Prepared for a surprise review?

Just kidding.  After Earth wasn’t good. (And hey, at least this is the end of the bad scifi movies that have come out so far.  Hopefully.)

The good news though: it’s not the worst thing Shyamalan has done by far (Lady in the Water, the Happening, and the Last Airbender are duking it out for that distinction), but it’s still watchable enough.  The big problem to me was the biggest clunker of a line ever, from Cypher Rage: “Everything has evolved on Earth to kill humans.”

This is obviously stupid, mainly because humanity left earth a thousand years prior to the start of the film.  How can something evolve to kill something that hasn’t been there to evolve against?!

And then the movie completely abandons that conceit too (well, except for the random temperature fluctuations) with boneheaded decisions by Kitai Rage, Cypher’s son, or at least some of them (that gorilla charge in the beginning? Caused because the dumbshit threw a rock at a lone gorilla’s head).  There’s other logic breakdowns too: for example; an anti-toxin for something you haven’t encountered in a thousand years and shouldn’t have an anti-toxin for such a thing anyway?  Blind monsters that react to fear?  And that overnight freezing bit?  How do all the plants actually come back from that?

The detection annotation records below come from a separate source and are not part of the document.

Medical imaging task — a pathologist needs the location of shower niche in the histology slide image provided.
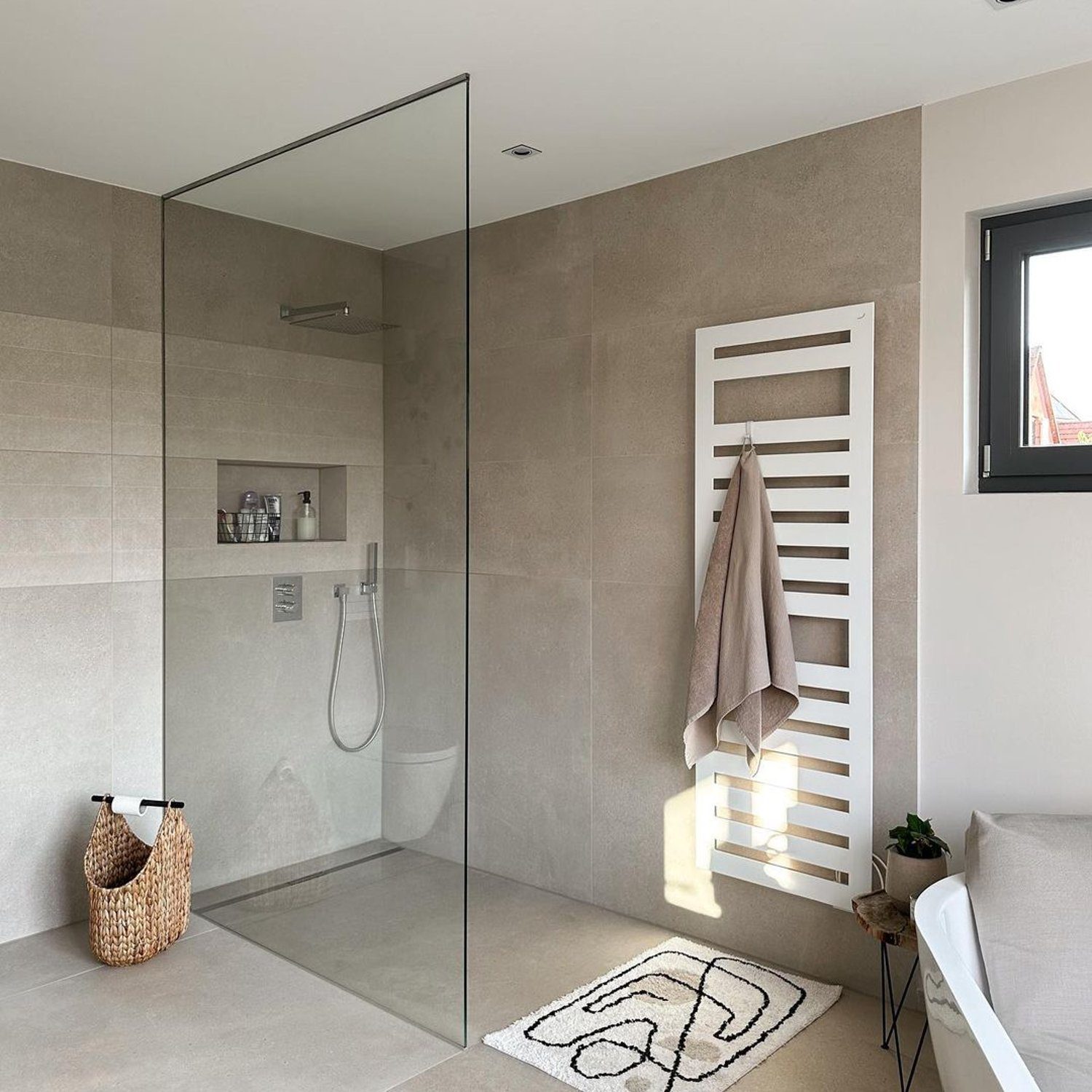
[216,460,349,547]
[163,78,469,1044]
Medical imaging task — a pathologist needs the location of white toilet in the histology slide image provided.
[384,747,459,842]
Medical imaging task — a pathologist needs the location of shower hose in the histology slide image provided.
[327,585,387,755]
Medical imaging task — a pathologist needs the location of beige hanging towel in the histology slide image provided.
[683,447,801,773]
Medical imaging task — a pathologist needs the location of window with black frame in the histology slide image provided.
[978,201,1092,493]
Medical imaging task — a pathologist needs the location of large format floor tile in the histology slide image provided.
[207,850,463,1042]
[399,873,941,1092]
[0,851,941,1092]
[0,930,452,1092]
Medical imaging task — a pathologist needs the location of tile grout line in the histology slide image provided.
[587,319,596,903]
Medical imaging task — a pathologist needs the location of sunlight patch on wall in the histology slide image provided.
[664,779,723,917]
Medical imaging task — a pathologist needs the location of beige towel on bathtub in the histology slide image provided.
[683,448,801,773]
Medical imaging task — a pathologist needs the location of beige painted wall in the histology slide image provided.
[470,111,921,991]
[0,162,163,941]
[919,65,1092,860]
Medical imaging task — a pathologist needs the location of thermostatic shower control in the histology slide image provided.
[273,577,304,622]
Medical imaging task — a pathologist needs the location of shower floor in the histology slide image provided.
[0,865,941,1092]
[194,841,464,1043]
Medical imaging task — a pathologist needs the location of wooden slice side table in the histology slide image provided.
[853,891,930,1092]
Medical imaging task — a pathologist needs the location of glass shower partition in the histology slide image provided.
[163,78,469,1044]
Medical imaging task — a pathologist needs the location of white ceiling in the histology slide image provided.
[0,0,1092,248]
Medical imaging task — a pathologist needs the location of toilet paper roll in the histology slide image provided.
[111,796,148,816]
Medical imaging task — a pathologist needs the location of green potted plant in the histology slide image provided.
[884,812,951,914]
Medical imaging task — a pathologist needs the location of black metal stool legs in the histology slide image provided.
[880,941,930,1092]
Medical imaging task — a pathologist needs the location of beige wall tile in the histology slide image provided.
[592,456,694,587]
[873,598,917,853]
[111,187,163,331]
[592,321,695,456]
[0,577,111,941]
[471,336,592,462]
[111,585,163,838]
[384,334,467,465]
[461,111,921,991]
[164,201,382,360]
[470,576,592,899]
[384,464,467,572]
[0,547,111,587]
[0,381,111,425]
[873,443,917,603]
[0,308,111,357]
[589,111,921,330]
[0,484,111,520]
[0,414,111,454]
[471,459,592,580]
[0,345,111,390]
[471,201,593,349]
[0,161,111,323]
[165,572,382,890]
[873,283,921,445]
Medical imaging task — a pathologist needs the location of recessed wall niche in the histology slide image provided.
[216,461,349,545]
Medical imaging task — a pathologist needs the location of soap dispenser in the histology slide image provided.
[296,489,319,543]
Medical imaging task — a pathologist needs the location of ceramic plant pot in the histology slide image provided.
[885,850,948,914]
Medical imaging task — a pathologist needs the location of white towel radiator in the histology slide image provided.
[695,304,875,910]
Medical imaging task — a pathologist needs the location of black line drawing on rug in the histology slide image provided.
[523,949,807,1092]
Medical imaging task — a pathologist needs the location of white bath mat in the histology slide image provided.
[485,937,842,1092]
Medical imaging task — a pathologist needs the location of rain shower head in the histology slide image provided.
[281,299,397,334]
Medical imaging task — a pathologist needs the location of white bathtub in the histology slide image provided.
[914,874,1039,1092]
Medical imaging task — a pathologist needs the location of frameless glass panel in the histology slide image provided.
[164,83,467,1043]
[1024,247,1092,448]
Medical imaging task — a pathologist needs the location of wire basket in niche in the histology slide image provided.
[216,510,273,543]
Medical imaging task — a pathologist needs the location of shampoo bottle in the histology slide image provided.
[296,489,319,543]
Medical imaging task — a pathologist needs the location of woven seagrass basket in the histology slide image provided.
[83,803,194,967]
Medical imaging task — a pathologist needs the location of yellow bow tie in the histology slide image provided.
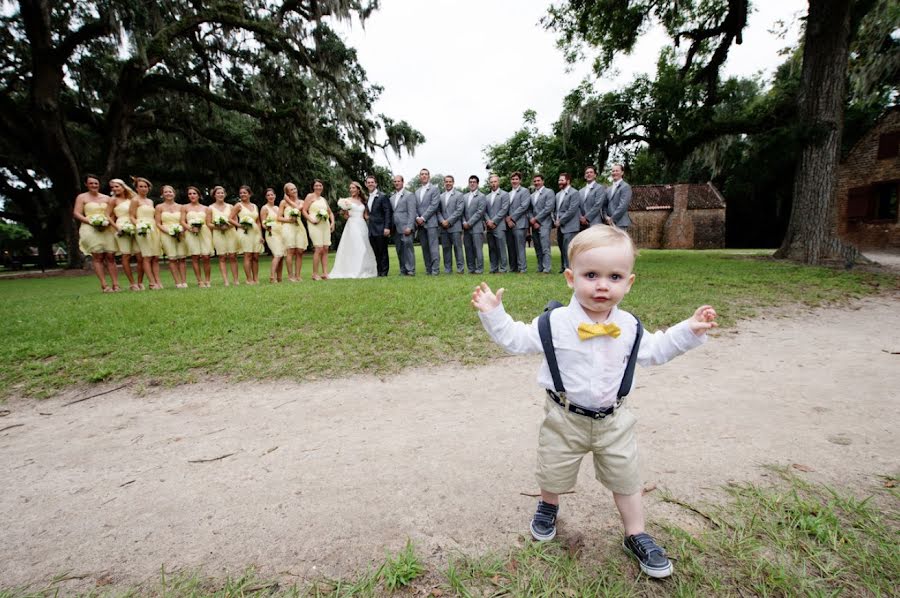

It’s those stupid inconsistencies and more that prevent this movie from being any good, because there was, strangely, a decent movie beneath all of this[1].  This didn’t have any of Shyamalan’s gimmicky twists this time, but rather, a more linear storyline with a few flashbacks peppered throughout.

The story is as follows: Kitai just failed the ranger exam, which would have allowed him to join the rangers in being able to fight off the Ursa, those blind pheromone smelling beasts that kill humans without remorse (my god that’s a dumb idea, just reiterating that).  Kitai, as a ranger, would have also achieved a phenomena known as “ghosting”, wherein one loses all fear and is in complete control of his body and emotions.  They’re undetectable to the Ursa, so they’re in effect the perfect defense.  Meanwhile, Cypher comes back from a mission, and decides to take on one more: taking a captured Ursa sack and transporting it to a training grounds for ghosts in training.  The transport mission hits an asteroid field of sorts, and they enter a wormhole, which leads them to a quarantined Earth.  Cue story to get off of planet Earth, with Kitai going towards the broken off tail section, since Cypher was injured in the crash.  There are trust and parenting issues happening: Cypher hasn’t been around a lot because of his constant mission happening, and Kitai blames his father for a few things, one of which involves his older sister.

It’s probably that dynamic where the film succeeds the most, and if there were a stronger setup I would have given the film a pass based on that alone.  But this is Shyamalan, and expectations are low in general for a good film from him.  That said, those low expectations make this film kinda okay.  It’s better than his recent stuff, which is a step in the right direction.

It’s still not good though.  Maybe he’ll get better?


[1] The normal thing to make in a Shyamalan movie is how everyone loses their ability to act.  I’m not going to do that here.  Will Smith is appropriately stoic (the whole ghosting thing, remember?), and Jaden Smith is the rebellious teenager.  Jaden still needs to find some range, but the acting was hardly the worst thing to come from this film.